Here is the list of companies that win the dubious distinction of being India’s biggest corporate losers in the July-September quarter.
•Oil marketing companies populate the top of the list as they continued with their losing streak in profits. Coming in first was Indian Oil Corporation (IOC), which reported a staggering Rs7,485 crore loss for the September-ended quarter. It was followed by Bharat Petroleum (BPCL) and Hindustan Petroleum Corporation (HPCL), whose losses also widened (see chart) during the quarter.

The main reason for their poor performance was the failure of the government to compensate all three companies for selling diesel, kerosene and LPG at subsidised prices.

•In fourth place was Tata Power with a net loss of Rs 1,218 crore for the quarter. The company was hit by a provision for impairment charge (Rs 823 crore) and a forex loss (Rs 638.96 crore) of nearly Rs 1,462 crore due to its upcoming Mundra power project.
According to Financial Express , the huge provision was made on account of the rising price of Indonesian coal that is expected to fire up the country’s first ultra-mega power project at Mundra in Gujarat. However, a lot depends on the management’s decision to restructure the ownership of its investments in Indonesian coal companies to Mundra project.

•State-owned MTNL is a an excellent example of how government mismanagement is destroying public-sector units. MTNL has been posting losses for the past eight consecutive quarters; it last reported a profit in September 2009.
The main problem with the company is the number of employees: 43,311. Employee costs are a huge expense for the company. In fact, in the year ending March 2010, the employee cost stood at Rs 4,967 crore, far higher than the company’s net sales of Rs 3,710 crore.In the year ending March 2011, employee cost was still high at Rs3,260 crore vis-a-vis revenues of Rs 3,745 crore.
And the situation just gets worse. For the six months ended September this year, its loss of Rs 1,714 crore exceeded its market cap of Rs1,694 crore (as of 2 December).
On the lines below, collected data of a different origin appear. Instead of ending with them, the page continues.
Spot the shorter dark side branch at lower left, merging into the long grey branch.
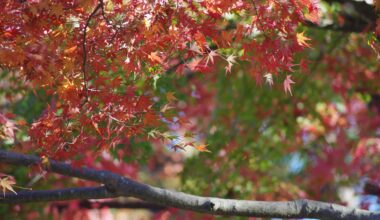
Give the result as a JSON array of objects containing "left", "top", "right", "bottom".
[{"left": 0, "top": 186, "right": 117, "bottom": 203}]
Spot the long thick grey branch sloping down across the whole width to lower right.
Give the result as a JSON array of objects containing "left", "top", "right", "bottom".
[{"left": 0, "top": 150, "right": 380, "bottom": 219}]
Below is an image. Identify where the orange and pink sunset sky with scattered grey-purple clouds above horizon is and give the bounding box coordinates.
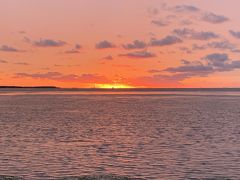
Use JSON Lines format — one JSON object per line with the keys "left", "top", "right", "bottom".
{"left": 0, "top": 0, "right": 240, "bottom": 88}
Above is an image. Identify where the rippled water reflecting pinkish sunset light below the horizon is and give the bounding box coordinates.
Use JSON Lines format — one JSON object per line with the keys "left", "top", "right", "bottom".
{"left": 0, "top": 92, "right": 240, "bottom": 180}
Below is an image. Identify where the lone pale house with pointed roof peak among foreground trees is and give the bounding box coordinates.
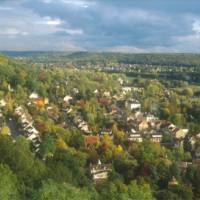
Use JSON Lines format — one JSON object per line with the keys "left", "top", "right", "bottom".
{"left": 90, "top": 160, "right": 111, "bottom": 183}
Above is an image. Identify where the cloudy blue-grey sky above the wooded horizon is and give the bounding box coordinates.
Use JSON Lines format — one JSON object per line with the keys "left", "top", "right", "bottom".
{"left": 0, "top": 0, "right": 200, "bottom": 53}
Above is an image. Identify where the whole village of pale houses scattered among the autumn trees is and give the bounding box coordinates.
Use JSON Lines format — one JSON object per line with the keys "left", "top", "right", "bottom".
{"left": 0, "top": 78, "right": 200, "bottom": 182}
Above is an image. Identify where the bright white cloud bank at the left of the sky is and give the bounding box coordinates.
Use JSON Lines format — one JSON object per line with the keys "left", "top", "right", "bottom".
{"left": 0, "top": 7, "right": 84, "bottom": 38}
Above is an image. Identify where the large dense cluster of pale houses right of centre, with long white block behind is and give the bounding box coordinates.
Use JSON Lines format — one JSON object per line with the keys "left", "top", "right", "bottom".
{"left": 99, "top": 85, "right": 189, "bottom": 146}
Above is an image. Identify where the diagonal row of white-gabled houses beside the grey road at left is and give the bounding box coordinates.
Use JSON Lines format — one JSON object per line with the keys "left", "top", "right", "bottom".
{"left": 14, "top": 106, "right": 41, "bottom": 152}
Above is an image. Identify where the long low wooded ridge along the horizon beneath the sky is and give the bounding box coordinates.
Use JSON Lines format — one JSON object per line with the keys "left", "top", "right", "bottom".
{"left": 1, "top": 51, "right": 200, "bottom": 67}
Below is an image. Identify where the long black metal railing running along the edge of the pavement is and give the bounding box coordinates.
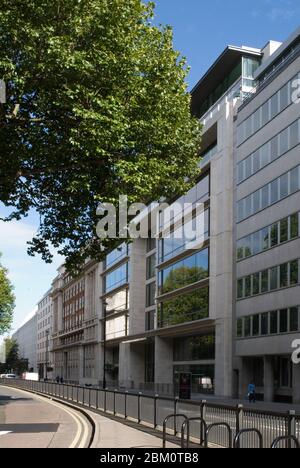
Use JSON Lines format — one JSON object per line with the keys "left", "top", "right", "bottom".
{"left": 0, "top": 379, "right": 300, "bottom": 448}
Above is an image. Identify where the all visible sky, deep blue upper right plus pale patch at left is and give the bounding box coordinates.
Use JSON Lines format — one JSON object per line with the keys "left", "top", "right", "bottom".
{"left": 0, "top": 0, "right": 300, "bottom": 329}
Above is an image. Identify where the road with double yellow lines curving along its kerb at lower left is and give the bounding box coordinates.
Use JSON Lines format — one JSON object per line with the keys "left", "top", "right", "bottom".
{"left": 0, "top": 385, "right": 91, "bottom": 448}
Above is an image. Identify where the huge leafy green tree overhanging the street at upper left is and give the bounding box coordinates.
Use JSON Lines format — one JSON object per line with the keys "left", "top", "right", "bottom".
{"left": 0, "top": 0, "right": 201, "bottom": 268}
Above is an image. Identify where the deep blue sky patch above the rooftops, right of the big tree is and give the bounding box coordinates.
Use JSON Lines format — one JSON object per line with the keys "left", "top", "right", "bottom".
{"left": 155, "top": 0, "right": 300, "bottom": 88}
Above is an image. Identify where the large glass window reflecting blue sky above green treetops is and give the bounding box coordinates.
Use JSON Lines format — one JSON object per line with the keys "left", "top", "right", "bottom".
{"left": 159, "top": 249, "right": 209, "bottom": 294}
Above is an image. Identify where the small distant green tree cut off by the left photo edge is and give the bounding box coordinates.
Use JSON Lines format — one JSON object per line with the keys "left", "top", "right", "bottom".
{"left": 0, "top": 254, "right": 15, "bottom": 335}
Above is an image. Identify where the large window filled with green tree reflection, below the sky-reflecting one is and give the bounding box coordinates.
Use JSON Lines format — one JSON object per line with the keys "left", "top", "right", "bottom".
{"left": 158, "top": 288, "right": 209, "bottom": 328}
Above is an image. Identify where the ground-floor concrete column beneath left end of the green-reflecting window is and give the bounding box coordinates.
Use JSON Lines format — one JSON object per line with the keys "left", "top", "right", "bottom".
{"left": 155, "top": 336, "right": 173, "bottom": 384}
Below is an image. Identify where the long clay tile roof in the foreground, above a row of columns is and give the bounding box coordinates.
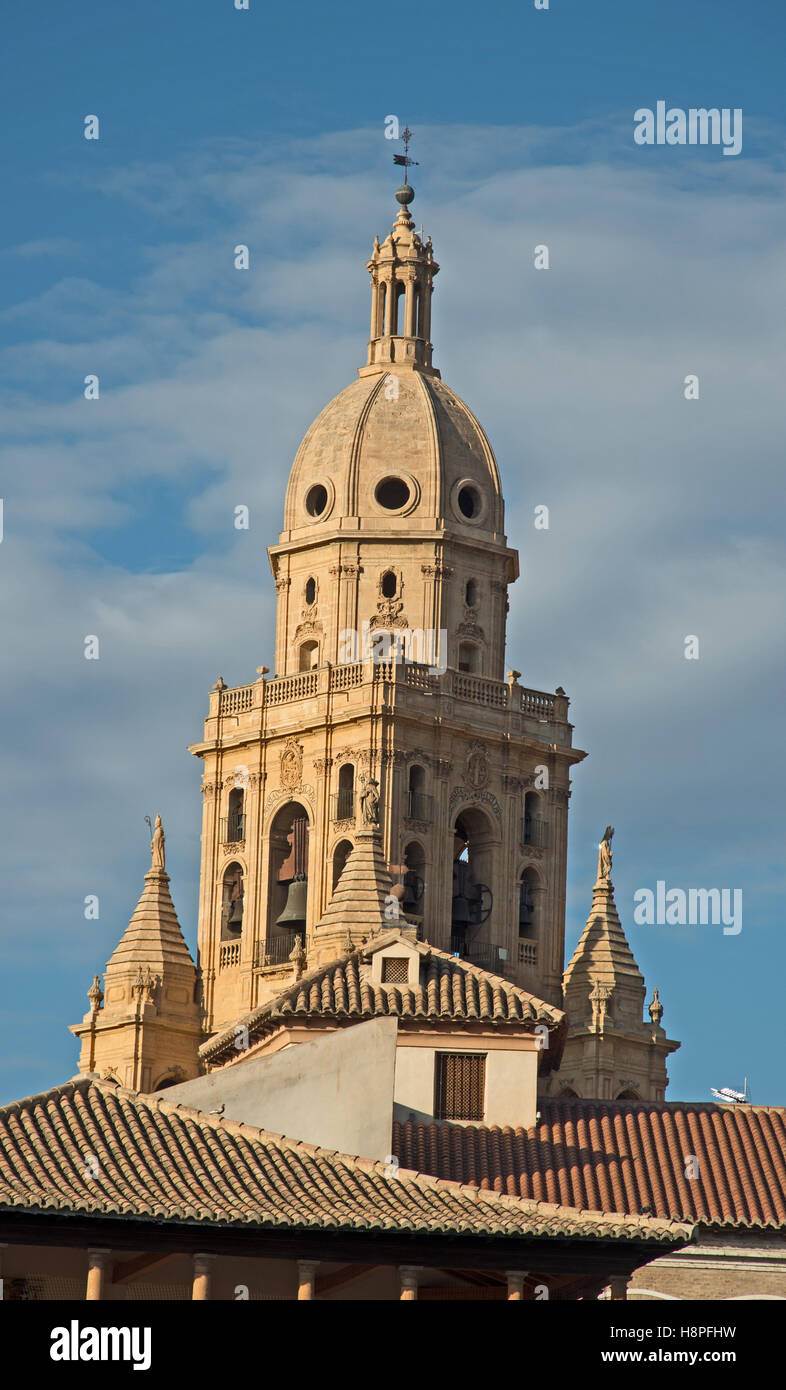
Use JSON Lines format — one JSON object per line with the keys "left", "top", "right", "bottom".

If this state of affairs continues, it will be only be a matter of time before it approaches the government with a begging bowl.

•Jet Airways was the sixth-biggest loser on the list after it incurred a quarterly net loss of Rs 713.6 crore, its highest-ever loss. The company was brought down by high jet fuel prices and a depreciating rupee. Forex losses stood at Rs 276 crore versus a gain of Rs 374 crore a year ago. Jet is also in plans to raise funds to pare its debt.
Firstpost had reported earlier that it plans to raise up to $300 million over the next six months through sale and leaseback of its aircraft.
Rounding off the top 10 list were Shree Renuka Sugars, Kingfisher Airlines (which, incidentally, has never reported a profit since it began flying in 2005, barring a one-time meagre quarterly profit of Rs 9.6 crore in the December-ended quarter of 2006, according to data compiled by Ace Equity) and Ranbaxy Laboratories.